Page MenuHomePhabricator

ipblocks support for other "entities" (not clouds, not abuse nets)
Open, Needs TriagePublic

Description

One example of this: the Googlebot IP space, plus also, other Google-owned IP space that is neither Googlebot nor Google Cloud customers.

Related Objects

Event Timeline

Change 777899 had a related patch set uploaded (by RLazarus; author: RLazarus):

[operations/puppet@production] external_clouds_vendors: Support entity types besides "cloud"

https://gerrit.wikimedia.org/r/777899

Ipblock, per se, supports arbitrary scope names.

What we need is to add support for thes other scopes in VCL.

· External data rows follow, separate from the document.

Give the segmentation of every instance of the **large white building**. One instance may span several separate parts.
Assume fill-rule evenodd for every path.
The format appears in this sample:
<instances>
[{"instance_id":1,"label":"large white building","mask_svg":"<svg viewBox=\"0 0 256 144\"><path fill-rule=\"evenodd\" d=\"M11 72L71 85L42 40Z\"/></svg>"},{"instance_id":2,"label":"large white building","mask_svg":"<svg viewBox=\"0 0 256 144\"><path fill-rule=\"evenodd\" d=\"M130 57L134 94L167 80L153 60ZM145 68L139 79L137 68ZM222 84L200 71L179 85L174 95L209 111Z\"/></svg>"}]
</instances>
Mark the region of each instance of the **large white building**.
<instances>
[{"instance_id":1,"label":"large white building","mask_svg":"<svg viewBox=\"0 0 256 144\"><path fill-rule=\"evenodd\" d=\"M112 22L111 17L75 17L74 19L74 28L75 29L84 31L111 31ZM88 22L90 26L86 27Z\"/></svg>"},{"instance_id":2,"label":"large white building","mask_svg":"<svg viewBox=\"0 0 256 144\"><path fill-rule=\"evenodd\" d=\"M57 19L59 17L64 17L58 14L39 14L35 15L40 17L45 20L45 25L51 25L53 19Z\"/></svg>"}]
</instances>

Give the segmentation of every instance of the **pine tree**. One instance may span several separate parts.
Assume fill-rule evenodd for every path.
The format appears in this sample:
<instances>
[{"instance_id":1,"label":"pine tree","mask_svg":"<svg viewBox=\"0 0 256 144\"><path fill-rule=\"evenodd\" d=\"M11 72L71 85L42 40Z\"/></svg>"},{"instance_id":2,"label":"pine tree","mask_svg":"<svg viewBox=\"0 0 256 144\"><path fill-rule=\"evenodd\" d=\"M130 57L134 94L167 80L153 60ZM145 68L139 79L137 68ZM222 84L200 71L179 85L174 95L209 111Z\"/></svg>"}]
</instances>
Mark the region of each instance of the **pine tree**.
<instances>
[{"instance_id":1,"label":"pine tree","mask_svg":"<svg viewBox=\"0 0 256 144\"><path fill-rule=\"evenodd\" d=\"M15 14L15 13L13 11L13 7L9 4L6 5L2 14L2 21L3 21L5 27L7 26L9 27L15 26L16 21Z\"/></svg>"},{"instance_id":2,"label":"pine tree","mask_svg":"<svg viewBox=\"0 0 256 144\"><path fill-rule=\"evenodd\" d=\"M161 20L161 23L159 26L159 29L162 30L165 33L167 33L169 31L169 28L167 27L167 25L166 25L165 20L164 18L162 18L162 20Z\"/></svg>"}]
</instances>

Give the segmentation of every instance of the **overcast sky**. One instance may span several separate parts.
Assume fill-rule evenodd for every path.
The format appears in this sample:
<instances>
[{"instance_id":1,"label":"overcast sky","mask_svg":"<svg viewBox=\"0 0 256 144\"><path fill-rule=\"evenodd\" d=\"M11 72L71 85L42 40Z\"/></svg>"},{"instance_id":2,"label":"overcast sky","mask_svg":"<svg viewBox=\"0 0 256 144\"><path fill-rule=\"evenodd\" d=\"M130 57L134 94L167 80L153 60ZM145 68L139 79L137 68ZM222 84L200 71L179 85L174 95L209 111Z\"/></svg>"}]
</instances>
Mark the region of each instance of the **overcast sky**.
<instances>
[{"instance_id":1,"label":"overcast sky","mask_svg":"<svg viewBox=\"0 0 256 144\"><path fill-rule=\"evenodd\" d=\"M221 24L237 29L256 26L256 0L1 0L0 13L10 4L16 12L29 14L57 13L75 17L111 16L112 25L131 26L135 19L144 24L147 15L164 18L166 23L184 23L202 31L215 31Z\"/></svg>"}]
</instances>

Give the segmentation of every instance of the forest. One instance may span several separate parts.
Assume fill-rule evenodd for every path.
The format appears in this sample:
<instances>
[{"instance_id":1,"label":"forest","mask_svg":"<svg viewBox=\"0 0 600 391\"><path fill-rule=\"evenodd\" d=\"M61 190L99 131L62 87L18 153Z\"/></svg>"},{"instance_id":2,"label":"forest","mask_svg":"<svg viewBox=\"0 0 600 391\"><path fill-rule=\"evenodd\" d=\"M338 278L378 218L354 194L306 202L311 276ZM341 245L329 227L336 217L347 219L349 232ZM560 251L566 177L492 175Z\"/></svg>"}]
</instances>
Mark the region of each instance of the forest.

My proposal would be to ditch the X-Public-Cloud header going forward, and add a X-SRE header (or whatever other name we want to give to it) and collect all these info as tags in it. So for example, a request from an IP in google cloud will have X-SRE: cloud=gcp as a fake-header, while a request coming from a known crawler IP space will have possibly a combined value, like X-SRE: cloud=aws;crawler=wikiband.

This has the disadvantage of making our VCL clunkier (every new category will need the same piece of code handling appending values to a header) but is future-proof and gives us a lot more flexibility.

I suggest something simpler:

Use a common prefix in the header name, with the name of the ipblock group as the suffix.

X-SRE-Ipblock-Cloud
X-SRE-Ipblock-CrawlerEntity

etc etc

Change 777899 merged by RLazarus:

[operations/puppet@production] external_clouds_vendors: Support entity types besides "cloud"

https://gerrit.wikimedia.org/r/777899

Change 779149 had a related patch set uploaded (by RLazarus; author: RLazarus):

[operations/puppet@production] external_clouds_vendors: Remove migration shim for T305581

https://gerrit.wikimedia.org/r/779149

Change 779157 had a related patch set uploaded (by RLazarus; author: RLazarus):

[operations/puppet@production] external_cloud_vendors: Add a known-clients/Googlebot ipblock

https://gerrit.wikimedia.org/r/779157

Change 779444 had a related patch set uploaded (by Volans; author: Volans):

[operations/puppet@production] cloud vendors: force yaml output format

https://gerrit.wikimedia.org/r/779444

Change 779149 merged by RLazarus:

[operations/puppet@production] external_clouds_vendors: Remove migration shim for T305581

https://gerrit.wikimedia.org/r/779149

Change 779444 merged by Volans:

[operations/puppet@production] cloud vendors: force yaml output format

https://gerrit.wikimedia.org/r/779444

Change 779157 merged by RLazarus:

[operations/puppet@production] external_cloud_vendors: Add a known-clients/Googlebot ipblock

https://gerrit.wikimedia.org/r/779157

@RLazarus were you going to work on the rest of this? We still need more plumbing inside requestctl correct?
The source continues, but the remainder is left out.